Why does each team get a player in the MLB All-Star game?

Dear Sports Fan,

Why is it that in Major League Baseball, every team have to have at least one representative in the All-Star game? Other professional leagues, like the National Football League don’t require one representative from each team. Why does each team get a player in the MLB All-Star game?

Thanks,
Derek Blackman


Dear Derek,

All-star games are a funny reminder of the thin line between sports and entertainment. The difference lies in the competitive nature of the games. Take that away, as you do during most all-star games, and what you’re left with is purely entertainment, even if it still looks like sport. That’s one of the reasons why sports leagues are so concerned about any accusations of match-fixing or betting on games by players or managers. They understand what differentiates them from reality TV is true competition and how easily the perception of its truth can be undermined. An all-star game is a voluntary relaxation on the part of sports leagues. For a day or a weekend during the middle (or in one case, close to the end) of the season, the league takes a rest from competition and puts on a purely entertaining show.

Tickets to the show are expensive – this year’s MLB All-Star game has tickes on Stubhub ranging from just under $300 to over $4,000 – but it’s primarily a TV show. Baseball games are normally TV shows, each one attracting fans of the two teams involved as well as a smaller number of casual (or obsessed generalist baseball) fans but if the league is going to halt all their other shows for a single one, they better be sure it’s going to get the ratings (and therefore advertising dollars) to merit the break from normal games. Baseball has lots of tactics to make sure this happens. It packages the game (made less interesting by the lack of competition) with lots of novelty events (the Home Run Derby, primarily) that don’t happen at any other time during the year. They partner with strong television networks who will promote the game incessantly. Lone among the leagues, Major League Baseball gives their all-star game importance to the regular season. The league that wins the All-Star game (which is played between the American and National Leagues) ensures that its representative in the World Series (baseball’s championship which is also contested between the two leagues) has the opportunity to play four out of the seven possible World Series games at home. The fact which you mention in your question — that every MLB team is required to have at least one of their players on the All-Star team — is another important way of ensuring an audience. Representation from each team, regardless of how bad the team is, is meant to guarantee representation from each team’s fan base when it comes to watching the All-Star game. So far, it seems to be working. The MLB All-Star game does get much better ratings than an average baseball game. In the past few years, it’s averaged around a 7 rating (7% of all households that have a television were watching this) while regular season baseball games averaged only a .7. This means ten times more people watch the All-Star game than a normal game.

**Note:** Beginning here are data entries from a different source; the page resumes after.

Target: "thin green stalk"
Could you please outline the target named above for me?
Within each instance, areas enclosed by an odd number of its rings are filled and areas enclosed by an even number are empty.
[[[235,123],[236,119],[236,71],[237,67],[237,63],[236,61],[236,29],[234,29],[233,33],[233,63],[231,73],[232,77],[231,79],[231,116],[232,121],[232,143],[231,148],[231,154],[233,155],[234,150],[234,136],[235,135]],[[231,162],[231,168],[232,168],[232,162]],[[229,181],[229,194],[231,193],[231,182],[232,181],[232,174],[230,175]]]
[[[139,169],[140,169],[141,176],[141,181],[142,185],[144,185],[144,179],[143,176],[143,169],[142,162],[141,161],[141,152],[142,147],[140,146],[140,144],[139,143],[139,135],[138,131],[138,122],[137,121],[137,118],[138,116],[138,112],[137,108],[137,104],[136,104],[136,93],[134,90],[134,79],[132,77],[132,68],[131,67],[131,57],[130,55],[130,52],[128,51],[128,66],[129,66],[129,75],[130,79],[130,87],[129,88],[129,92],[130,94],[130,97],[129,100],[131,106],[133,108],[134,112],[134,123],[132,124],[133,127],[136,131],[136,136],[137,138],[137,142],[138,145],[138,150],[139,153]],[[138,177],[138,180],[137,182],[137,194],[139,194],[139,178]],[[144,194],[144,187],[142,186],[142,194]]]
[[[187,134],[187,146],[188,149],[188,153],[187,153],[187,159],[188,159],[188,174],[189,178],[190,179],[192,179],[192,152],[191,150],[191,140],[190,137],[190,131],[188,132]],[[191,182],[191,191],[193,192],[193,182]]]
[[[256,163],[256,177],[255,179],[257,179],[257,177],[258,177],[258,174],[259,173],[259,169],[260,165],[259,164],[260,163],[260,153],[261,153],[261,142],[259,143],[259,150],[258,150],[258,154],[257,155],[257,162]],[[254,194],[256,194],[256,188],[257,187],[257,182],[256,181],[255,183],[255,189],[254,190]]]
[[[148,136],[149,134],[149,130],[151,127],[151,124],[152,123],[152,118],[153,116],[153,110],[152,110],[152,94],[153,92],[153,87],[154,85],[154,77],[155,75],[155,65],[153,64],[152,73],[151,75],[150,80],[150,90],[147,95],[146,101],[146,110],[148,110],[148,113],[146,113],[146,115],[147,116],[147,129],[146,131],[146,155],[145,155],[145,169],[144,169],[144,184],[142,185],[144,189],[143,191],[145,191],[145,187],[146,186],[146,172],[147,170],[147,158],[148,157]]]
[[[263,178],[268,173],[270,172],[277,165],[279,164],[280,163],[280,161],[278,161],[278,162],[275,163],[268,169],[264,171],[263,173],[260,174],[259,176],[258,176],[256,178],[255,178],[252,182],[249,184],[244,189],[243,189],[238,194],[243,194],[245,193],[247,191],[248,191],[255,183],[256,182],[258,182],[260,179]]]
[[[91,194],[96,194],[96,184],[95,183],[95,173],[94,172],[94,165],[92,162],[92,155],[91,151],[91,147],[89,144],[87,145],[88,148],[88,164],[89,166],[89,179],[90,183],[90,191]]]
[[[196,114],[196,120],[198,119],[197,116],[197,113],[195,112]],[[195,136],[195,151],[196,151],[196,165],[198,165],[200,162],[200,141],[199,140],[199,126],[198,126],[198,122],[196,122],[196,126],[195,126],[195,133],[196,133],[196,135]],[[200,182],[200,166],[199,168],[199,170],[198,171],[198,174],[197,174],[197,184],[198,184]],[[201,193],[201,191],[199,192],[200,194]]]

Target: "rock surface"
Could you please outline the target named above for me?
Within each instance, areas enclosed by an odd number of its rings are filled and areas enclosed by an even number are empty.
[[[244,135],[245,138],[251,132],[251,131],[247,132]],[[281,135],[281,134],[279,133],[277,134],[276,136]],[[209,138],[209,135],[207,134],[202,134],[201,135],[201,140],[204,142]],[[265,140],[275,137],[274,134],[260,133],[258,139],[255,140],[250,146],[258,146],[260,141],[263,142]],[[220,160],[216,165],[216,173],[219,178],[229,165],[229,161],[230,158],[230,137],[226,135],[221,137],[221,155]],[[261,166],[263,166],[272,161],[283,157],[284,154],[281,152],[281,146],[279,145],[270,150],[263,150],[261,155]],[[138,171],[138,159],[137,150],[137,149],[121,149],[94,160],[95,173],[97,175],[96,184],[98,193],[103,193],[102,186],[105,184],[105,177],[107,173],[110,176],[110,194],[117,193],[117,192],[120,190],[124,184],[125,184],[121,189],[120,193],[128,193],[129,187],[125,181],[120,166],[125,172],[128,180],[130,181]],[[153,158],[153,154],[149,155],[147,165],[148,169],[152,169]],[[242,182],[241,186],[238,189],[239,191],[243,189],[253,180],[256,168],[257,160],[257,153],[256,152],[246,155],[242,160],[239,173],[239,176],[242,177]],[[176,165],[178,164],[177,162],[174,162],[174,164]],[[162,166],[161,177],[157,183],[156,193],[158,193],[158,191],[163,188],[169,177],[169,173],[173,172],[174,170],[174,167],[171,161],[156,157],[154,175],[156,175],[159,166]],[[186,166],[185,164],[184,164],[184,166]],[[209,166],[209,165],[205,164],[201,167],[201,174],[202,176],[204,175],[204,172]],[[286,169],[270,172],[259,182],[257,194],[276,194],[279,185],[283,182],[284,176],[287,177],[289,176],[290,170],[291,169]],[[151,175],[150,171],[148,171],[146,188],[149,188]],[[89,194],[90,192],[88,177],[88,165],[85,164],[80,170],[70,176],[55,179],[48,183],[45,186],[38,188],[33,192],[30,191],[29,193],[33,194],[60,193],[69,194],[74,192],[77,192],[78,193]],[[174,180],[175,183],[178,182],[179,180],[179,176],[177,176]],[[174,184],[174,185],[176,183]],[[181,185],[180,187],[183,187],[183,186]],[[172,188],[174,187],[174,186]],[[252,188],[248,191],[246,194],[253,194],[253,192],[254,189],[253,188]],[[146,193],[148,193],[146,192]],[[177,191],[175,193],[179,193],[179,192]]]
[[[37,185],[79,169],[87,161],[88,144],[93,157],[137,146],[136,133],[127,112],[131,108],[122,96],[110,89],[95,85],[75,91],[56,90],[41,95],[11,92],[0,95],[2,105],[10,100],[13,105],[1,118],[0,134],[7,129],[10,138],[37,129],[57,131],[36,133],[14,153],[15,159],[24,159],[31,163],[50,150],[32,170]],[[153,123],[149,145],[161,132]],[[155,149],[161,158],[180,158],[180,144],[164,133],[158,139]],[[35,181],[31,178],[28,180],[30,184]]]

Major League Baseball is not alone in this approach to its all-star game. The National Hockey League (NHL) also requires one representative from each team and, although they experimented a few years ago with taking away that rule, they went right back to it. The NBA All-Star game does not work that way, in part simply because of numbers. With 30 teams and only 30 All-Star players, a requirement to have one player from each team would be obviously unfair to players and fans of extremely good teams and would lower the level of entertainment by excluding too many well-known stars. The way the NFL schedules their all-star game, called the Pro Bowl, precludes it from including everyone. Held one week before the Super Bowl, players from the two Super Bowl teams are excluded. Even setting those teams aside, the league allows some teams to be excluded. In 2014, for example, four teams had zero players selected to the Pro Bowl.

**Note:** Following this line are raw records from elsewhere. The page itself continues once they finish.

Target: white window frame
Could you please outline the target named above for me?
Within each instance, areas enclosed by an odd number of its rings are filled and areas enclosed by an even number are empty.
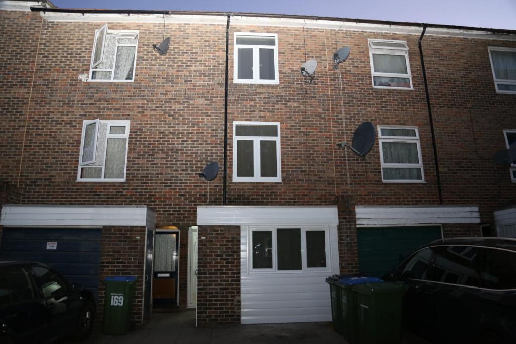
[[[278,128],[277,136],[239,136],[236,135],[236,126],[238,124],[258,125],[258,126],[276,126]],[[245,121],[234,121],[233,122],[233,181],[234,182],[281,182],[281,133],[280,131],[279,122],[256,122]],[[238,140],[246,141],[253,141],[254,148],[254,175],[253,177],[238,177],[237,176],[237,166],[238,166]],[[276,166],[278,172],[277,177],[261,177],[260,176],[260,142],[276,141]]]
[[[236,38],[241,36],[255,36],[274,37],[276,44],[275,45],[251,45],[247,44],[236,44]],[[234,45],[233,47],[233,83],[235,84],[264,84],[269,85],[277,85],[280,83],[279,71],[278,70],[278,34],[262,34],[253,32],[235,32],[234,37]],[[238,79],[238,49],[245,48],[253,50],[253,79]],[[260,49],[273,49],[274,50],[274,73],[273,80],[262,80],[260,79]]]
[[[505,139],[505,145],[507,148],[510,148],[509,146],[509,140],[507,139],[507,133],[516,133],[516,129],[504,129],[504,138]],[[516,183],[516,177],[514,177],[514,173],[516,171],[516,164],[512,164],[509,169],[511,174],[511,181],[513,183]]]
[[[301,231],[301,270],[278,270],[278,243],[277,230],[280,229],[299,229]],[[320,230],[325,232],[325,251],[326,258],[326,268],[308,268],[307,256],[307,231]],[[330,254],[330,230],[328,226],[251,226],[248,228],[248,259],[249,266],[248,271],[250,274],[260,273],[306,273],[307,272],[329,272],[331,271],[331,261]],[[271,231],[272,237],[272,268],[271,269],[254,269],[253,268],[253,232]]]
[[[493,57],[491,56],[491,52],[493,51],[505,51],[505,52],[511,52],[516,53],[516,48],[501,48],[499,46],[488,46],[488,51],[489,52],[489,61],[491,62],[491,72],[493,73],[493,81],[494,82],[494,87],[496,90],[496,93],[500,94],[505,95],[516,95],[516,91],[505,91],[501,90],[498,88],[498,84],[503,84],[506,85],[516,85],[516,80],[506,80],[506,79],[497,79],[496,75],[494,72],[494,65],[493,64]]]
[[[384,183],[425,183],[425,173],[423,166],[423,157],[421,154],[421,143],[420,140],[419,129],[417,127],[407,126],[378,126],[378,142],[380,144],[380,161],[382,170],[382,181]],[[415,136],[392,136],[382,134],[382,129],[411,129],[415,131]],[[383,161],[384,142],[401,142],[416,143],[417,146],[417,158],[419,164],[387,164]],[[389,167],[394,168],[420,168],[421,170],[421,179],[385,179],[383,177],[383,169]]]
[[[104,45],[102,48],[102,58],[100,61],[97,62],[94,66],[93,65],[93,57],[95,53],[95,46],[96,44],[96,38],[97,35],[99,34],[100,32],[102,30],[104,26],[106,27],[106,35],[104,36]],[[107,25],[104,25],[101,27],[100,29],[98,29],[95,30],[95,36],[94,38],[95,40],[93,42],[93,48],[91,52],[91,63],[90,67],[90,71],[88,74],[88,81],[92,83],[132,83],[134,82],[134,77],[135,73],[136,71],[136,61],[137,57],[138,56],[138,40],[136,44],[129,44],[126,43],[119,44],[118,43],[120,40],[123,39],[134,39],[138,37],[138,39],[139,39],[139,34],[140,32],[138,30],[109,30],[107,29]],[[102,62],[104,60],[104,50],[105,50],[105,42],[106,40],[107,39],[107,36],[108,35],[117,35],[119,37],[117,38],[117,43],[116,46],[115,48],[115,56],[114,57],[113,61],[113,69],[107,69],[105,68],[95,68],[94,66],[97,66],[99,64]],[[133,65],[133,79],[130,80],[114,80],[113,78],[115,76],[115,70],[116,69],[116,65],[117,63],[117,53],[118,51],[119,46],[134,46],[135,47],[134,51],[134,64]],[[91,79],[92,75],[94,71],[110,71],[111,72],[111,79]]]
[[[101,124],[106,124],[107,126],[107,131],[106,133],[106,141],[105,142],[102,143],[101,144],[104,145],[104,161],[102,163],[102,166],[89,166],[87,165],[82,164],[81,165],[80,161],[82,160],[83,155],[83,145],[84,141],[84,132],[86,129],[86,126],[87,123],[91,122],[90,120],[85,120],[83,121],[83,131],[82,131],[82,136],[80,138],[80,151],[79,153],[79,164],[77,169],[77,181],[82,182],[123,182],[125,181],[125,175],[127,173],[127,155],[128,155],[128,149],[129,148],[129,133],[130,131],[130,125],[131,121],[128,120],[100,120],[99,121],[98,128],[100,129],[100,126]],[[124,134],[110,134],[109,132],[111,131],[111,127],[117,127],[117,126],[125,126],[125,133]],[[106,158],[107,156],[107,140],[109,138],[125,138],[126,141],[125,143],[125,161],[124,164],[124,177],[122,178],[104,178],[104,173],[105,171],[106,167]],[[96,150],[96,145],[95,145],[95,151]],[[96,154],[96,151],[95,151]],[[102,168],[102,177],[100,178],[83,178],[80,177],[80,171],[83,168]]]
[[[405,41],[395,41],[384,39],[369,39],[367,40],[368,45],[369,46],[369,58],[371,65],[371,81],[373,83],[373,87],[374,88],[385,88],[388,89],[406,89],[413,90],[414,87],[412,85],[412,75],[410,71],[410,61],[409,60],[409,46],[407,45],[407,42]],[[405,45],[405,48],[379,48],[373,46],[373,43],[375,42],[379,43],[396,43]],[[407,74],[401,74],[397,73],[383,73],[375,71],[375,65],[373,63],[373,55],[374,54],[379,55],[392,55],[400,56],[404,56],[405,61],[407,63]],[[410,83],[410,87],[398,87],[385,86],[375,86],[375,76],[386,76],[391,77],[404,77],[408,78]]]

Major League Baseball’s approach to team representation in its all-star game makes sense if you view all-star games as purely entertaining TV shows. Many people feel that the logic begins to break if you view the All-Star game as competition – as sport. Normally players, coaches, and fans wouldn’t dream of viewing an all-star game this way, but by making the game decide home-field advantage in the World Series, baseball forces this interpretation to some extent. If the All-Star game is competition, then it follows that each team should be trying to win as hard as they can, even if this means excluding some teams entirely from the game. The argument against this line of thought is that there’s always a balance between entertainment and competition inherent in any televised sport. Surely it would be easier to win if you hid the other team’s cleats from them so they had to play barefoot but it wouldn’t make for as appealing entertainment (actually it would, but you can supply your own example). The All-Star game must get higher ratings than a normal game to justify its existence and a rule that requires representation from all 30 teams and fan bases helps make that happen.